Effective dose is organ specific.  You would have to know the organs of interest, the initial dose, and the tissue weighting factor of the organs or tissues irradiated to determine the mSv.  Basically each organ will have a different Organ Effective dose which is determined based on the sensitivity of the organ to the effects of radiation.  You add all of these organ effective doses to get your total effective dose for the scan.  
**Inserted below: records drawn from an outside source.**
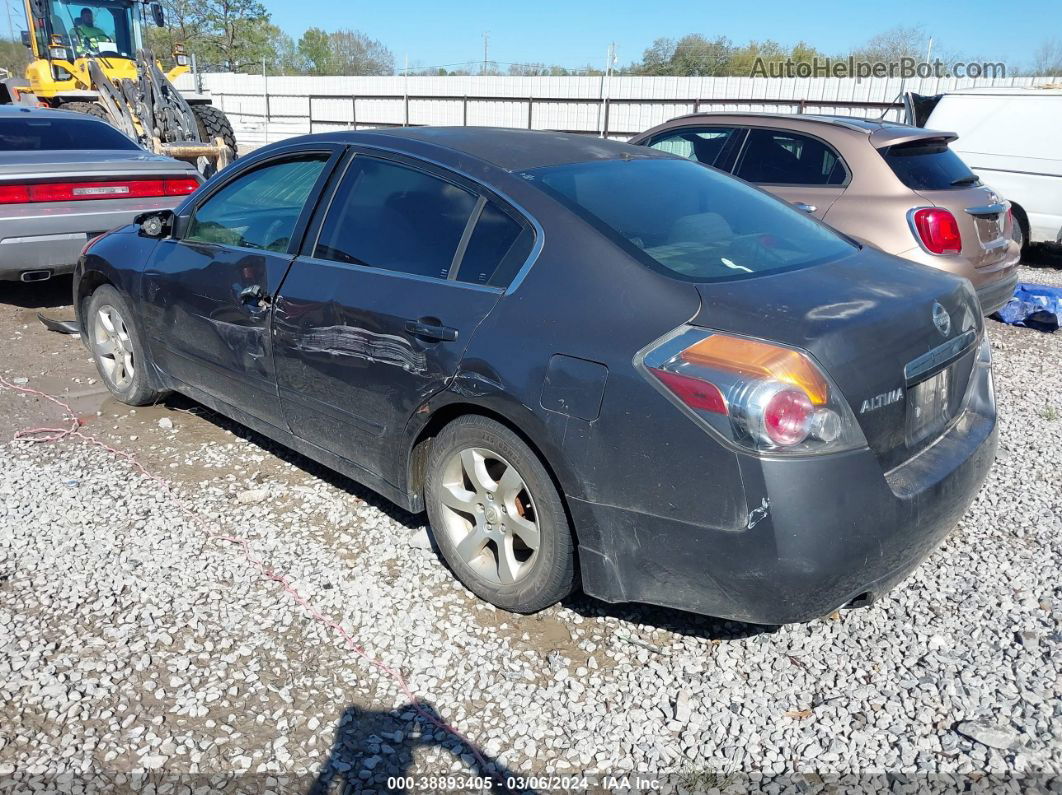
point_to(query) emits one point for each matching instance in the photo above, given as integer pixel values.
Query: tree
(238, 34)
(315, 51)
(343, 52)
(894, 44)
(356, 53)
(689, 56)
(184, 26)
A Gray is a measure of the amount of radiation absorbed, it does not take into account the effects/sensitivity of that radiation on a specific tissue.  However gray and mSv are proportional since

Effective Dose = Dose Received * Tissue Weighting Factor

If Dose received is doubled the effective dose also doubles since there is a 1 to 1 mathematical relationship between the two, and the tissue weighting factor is a fixed value that you can look up on a table.  

However when comparing one organ to another, Dose of radiation as measured in Gray there can be very different than Effective Doses which is dependent on the tissue that is being irradiated, since tissues vary in sensitivity and Effective Dose is an attempt to quantify this difference between tissues.  

That is a great exlanation, one of which I could not find in 100's of articles. Likely because each article has a particular slant and thus the trutht that's always in the middle never gets much attention.....

One last question - Given my dose accoring to the radiologist tech was right at 20 mGy, what is a best estimate of effective dose in mSv?

The reason I ask is that many artilces have suggested a one to one relationship for mGy and mSv.

Again, thanks for the explanation as well as the encouragement. Now I know my true organ dose is not 40 but as you said, 20 or less which means much less overall radiation risk than I had come to expect.

Well, you are kinda on the right track...but thinking about it a bit backwards....Effective dose is measured in Sieverts, which is a completely different (but related) unit that takes into account both the dose of radiation recieved and the sensitivity of the tissue irradiated based on the stochastic effects of radiation on the tissue in question.  

If you have a 20 mGy exposure, then that is the maximum dose any tissue in the path of the radiation can recieve.  In reality that is the dose exposed to at the skin on the beam side, and the dose decreases with tissue depth as some of the radiation is absorbed at each level as it penetrates tissue and is therefore gone and cannot expose the deeper tissues.  Many people don't understand this, but tissues actually absorb radiation, and only a small % of the radiation exits the body to form the image.  Say 100% radiation enters the skin, maybe a few percent leaves on the backside.

So, this is just a long way of saying that if the dose was 20 mGy, then at most the dose seen at the lungs will be 20 mGy, the only way to increase the dose of exposed radiation is to increase the time or energy of the beam (or both).

Risk of cancer induction is dependant on tissue as far as what type of cancer can/will be induced, but Effective Dose tries to take this into account by having a tissue weighting factor which is factored into the dose to determine relative risk between different tissues for any given dose.